Olhando para esses três pontos, fica claro quais são as responsabilidades de um PM e o quanto elas já são complicadas de atingir. Melhorar a vida do usuário a ponto de conseguir impactar o negócio, conseguindo isso da maneira mais simples e rápida possível, não sei vocês, mas eu já fico cansado só de ler! Por isso, quando alguém me fala na entrevista que é responsável pelas cerimônias do time, que muitas vezes é responsável pela gestão direta do time, que é gestor dos POs, que é gestor dos PMs (tirando se você for um GPM), que é também Scrum Master, que é PO e só tem a responsabilidade de escrever histórias e gerenciar backlog, eu fico pensando "What are you doing man?".

Essa última me deixa intrigado, pois tem empresa que contrata um profissional caro só para escrever histórias e gerenciar o backlog no dia a dia, como assim? Tem uma disfunção muito grande nessa estrutura de produto quando você precisa de um PO só pra fazer isso, simplesmente porque se você está tratando seu backlog como hipóteses e está rodando ciclos de experimentos curtos, dificilmente você vai gerenciar muitas histórias por semana no backlog. De 10 ideias que temos, geralmente 9 ou as 10 falham, então você vai estar mais invalidando ideias do que desenvolvendo, a não ser que a sua empresa esteja presa na armadilha de focar entregas mais que em resultados (uma analogia ao livro da Melissa Perri "Escaping the build trap").

No geral, se o PM não está passando a maior parte do seu tempo descobrindo como gerar valor para o usuário, tem alguma coisa errada.
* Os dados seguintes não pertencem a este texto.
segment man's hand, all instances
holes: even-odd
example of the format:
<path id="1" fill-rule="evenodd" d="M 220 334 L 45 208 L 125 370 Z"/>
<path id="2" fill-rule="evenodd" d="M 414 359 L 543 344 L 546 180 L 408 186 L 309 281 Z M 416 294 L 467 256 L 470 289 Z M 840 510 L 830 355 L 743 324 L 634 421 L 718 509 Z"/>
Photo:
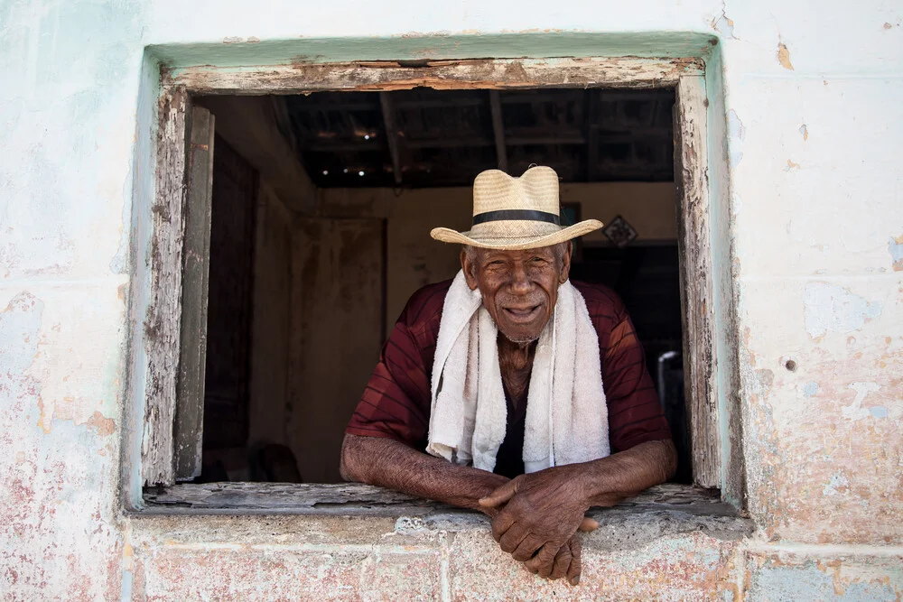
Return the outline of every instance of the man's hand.
<path id="1" fill-rule="evenodd" d="M 590 499 L 578 472 L 579 465 L 572 465 L 521 475 L 479 500 L 484 508 L 499 508 L 492 536 L 501 549 L 516 560 L 531 560 L 540 574 L 554 572 L 556 556 L 578 528 L 598 526 L 583 516 Z"/>
<path id="2" fill-rule="evenodd" d="M 581 529 L 582 530 L 582 526 Z M 580 536 L 574 533 L 555 554 L 553 564 L 542 564 L 537 554 L 525 562 L 524 567 L 543 579 L 554 580 L 567 577 L 568 583 L 577 585 L 580 583 L 581 573 L 580 553 Z"/>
Ou o processo está mal definido ou a organização de produto está com problemas. Qualquer coisa diferente das três atribuições que falei acima, pegando emprestado a definição do Marty, na minha visão está subutilizando a capacidade de um PM. PM que é PM impacta o negócio e torna a vida do usuário melhor, "nada além disso", como se já fosse pouco né!